Berita Travel - 3 Kegiatan Sengit yang Harus Dicoba waktu Menelusuri Pegunungan Arfak

3 Kegiatan Sengit yang Harus Dicoba waktu Menelusuri Pegunungan Arfak

berita travel

Berita Travel - Turisme di Papua belakangan ini lekat dengan nama Raja Ampat di Propinsi Papua Barat. Walau sebenarnya, daerah di ujung timur negeri ini pula mempunyai tujuan wisata lainnya yang tidak kalah eksotis, yaitu Pegunungan Arfak.

Kabupaten Pegunungan Arfak (Pegaf) terdapat di lokasi pegunungan bernama sama, kira-kira 90 km. jauhnya dari Manokwari, ibukota Propinsi Papua Barat.

Walau memiliki kandungan seabrek kekuatan wisata yang memesona, sulitnya akses membuat belum dikunjungi dengan massif.

1. Offroad

berita travel

Inicapsa.org - Wisatawan di luar Papua yang akan berkunjung ke Pegaf biasanya datang di Bandara Rendani, Manokwari, Papua Barat. Dari sana, wisatawan butuh merogoh kocek sebesar Rp 170.000 - 200.000 per orang untuk menumpang angkutan ke arah Pegaf. Bila menyewa sepanjang hari penuh, wisatawan dikenai biaya Rp 1,5 – 1,7 juta per mobil.

Bukan sembarang angkutan, mobil-mobil penggerak ganda seperti Toyota Hilux atau Mitsubishi Triton-lah yang akan membawa wisatawan telusuri medan melawan saat perjalanan Manokwari-Pegaf.

Adrenalin akan terpacu jika wisatawan pilih duduk di bak belakang mobil yang terbuka, nikmati tamparan angin pegunungan dengan pandangan terpatri pada gugusan bukit-lembah Pegaf yang masih tetap diselubungi belantara rapa

Perjalanan mengocok perut itu akan melewati belasan saluran sungai, melipir jurang, dan turun-naik bukit terjal.

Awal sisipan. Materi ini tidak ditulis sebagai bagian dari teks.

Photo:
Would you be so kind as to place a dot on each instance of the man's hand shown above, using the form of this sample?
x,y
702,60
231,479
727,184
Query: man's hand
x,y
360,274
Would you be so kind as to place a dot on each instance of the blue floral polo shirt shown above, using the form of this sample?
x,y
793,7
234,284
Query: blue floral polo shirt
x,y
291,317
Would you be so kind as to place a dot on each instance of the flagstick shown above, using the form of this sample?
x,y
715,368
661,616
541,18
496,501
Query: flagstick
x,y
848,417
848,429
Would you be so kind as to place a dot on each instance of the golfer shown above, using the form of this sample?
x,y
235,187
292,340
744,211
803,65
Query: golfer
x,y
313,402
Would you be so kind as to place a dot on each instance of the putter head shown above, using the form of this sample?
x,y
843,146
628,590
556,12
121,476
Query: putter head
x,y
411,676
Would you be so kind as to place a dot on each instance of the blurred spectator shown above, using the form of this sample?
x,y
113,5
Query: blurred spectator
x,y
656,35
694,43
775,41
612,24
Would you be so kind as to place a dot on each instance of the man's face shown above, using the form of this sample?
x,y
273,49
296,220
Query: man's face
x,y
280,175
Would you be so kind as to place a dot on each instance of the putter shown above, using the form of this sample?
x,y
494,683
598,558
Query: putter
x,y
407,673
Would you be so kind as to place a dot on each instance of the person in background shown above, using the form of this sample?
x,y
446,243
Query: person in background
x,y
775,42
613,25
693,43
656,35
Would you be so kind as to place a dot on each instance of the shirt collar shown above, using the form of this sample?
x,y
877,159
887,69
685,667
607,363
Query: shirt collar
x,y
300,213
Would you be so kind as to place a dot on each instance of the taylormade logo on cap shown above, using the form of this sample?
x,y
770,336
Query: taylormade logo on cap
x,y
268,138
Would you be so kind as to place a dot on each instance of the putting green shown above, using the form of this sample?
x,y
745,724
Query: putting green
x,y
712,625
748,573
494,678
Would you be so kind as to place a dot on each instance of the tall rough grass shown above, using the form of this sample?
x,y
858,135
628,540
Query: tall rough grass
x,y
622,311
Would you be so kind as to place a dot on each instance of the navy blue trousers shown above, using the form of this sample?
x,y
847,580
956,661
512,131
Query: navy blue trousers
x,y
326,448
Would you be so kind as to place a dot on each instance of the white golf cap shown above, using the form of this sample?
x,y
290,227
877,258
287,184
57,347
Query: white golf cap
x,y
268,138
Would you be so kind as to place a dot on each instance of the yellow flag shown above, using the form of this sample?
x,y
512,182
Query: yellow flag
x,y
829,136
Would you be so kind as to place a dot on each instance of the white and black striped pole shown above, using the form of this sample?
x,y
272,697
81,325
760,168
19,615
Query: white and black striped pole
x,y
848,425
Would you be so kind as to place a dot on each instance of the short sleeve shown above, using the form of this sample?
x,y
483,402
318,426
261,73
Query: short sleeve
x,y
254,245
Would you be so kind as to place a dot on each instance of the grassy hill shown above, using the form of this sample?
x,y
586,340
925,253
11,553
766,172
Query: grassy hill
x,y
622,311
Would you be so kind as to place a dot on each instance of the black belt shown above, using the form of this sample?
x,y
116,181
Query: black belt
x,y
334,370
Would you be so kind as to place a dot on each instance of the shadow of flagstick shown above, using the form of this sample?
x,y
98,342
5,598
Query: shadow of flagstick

Jalan bergerunjal berbentuk perkerasan tanah banyak didominasi lubang serta serakan bebatuan, sedang jalan beraspal cuma ada di sejumlah titik saja.

berita travel

Salah satunya medan berlebihan yang dilewati saat melewati sungai ke arah Pegunungan Arfak.

Permasalahan akan tiba menempa saat hujan mengguyur. Jalan yang licin membuat beberapa sopir, yang rata-rata datang dari Sulawesi, harus tambahan siaga.

Diluar itu, guguran batu serta longsoran tanah bukan sekali-dua kali berlangsung. Hampir di setiap kelokan serta tanjakan, satu eskavator selalu siaga berjaga.

Selesai empat jam perjalanan, wisatawan akan datang di pusat Kabupaten Pegaf di Distrik Anggi, dimana ada beberapa warung untuk sesaat rehat, tidak hanya puskesmas sampai kantor bupati.

2. Menikmati Danau Laki-laki dan Perempuan

berita travel

Object wisata andalan di Pegaf adalah sepasang danau kembar bernama Anggi Giji (danau lelaki) serta Anggi Gida (danau wanita). Kedua-duanya terdapat di dua distrik yang bertetangga, yaitu Distrik Anggi serta Anggi Gida.

Walau pamornya belumlah sementereng Danau Sentani di Jayapura, pesona kedua-duanya tidak kalah memikat. Akan tetapi dengan spesial, Anggi Gida tawarkan pemandangan yang lebih komplet, walau dengan akses yang lebih susah.

Hutan-hutan di sekitar Anggi Gida masih tetap rapat. Menurut pembicaraan masyarakat ditempat, di hutan-hutan itu bisa dengan gampang wisatawan menjumpai burung-burung endemik Papua, termasuk juga cenderawasih. Hal tersebut berlainan dengan perbukitan di seputar Anggi Giji yang tandus serta didominasi tumbuhan pakis menjadi ekses perladangan beralih yang diaplikasikan masyarakat sejak dahulu.

Selain itu, Anggi Gida mempunyai bentangan pasir putih yang bisa diraih memakai perahu dengan tarif Rp 250 ribu rupiah plus biaya bahan bakar dari dermaga di Kampung Tombrok.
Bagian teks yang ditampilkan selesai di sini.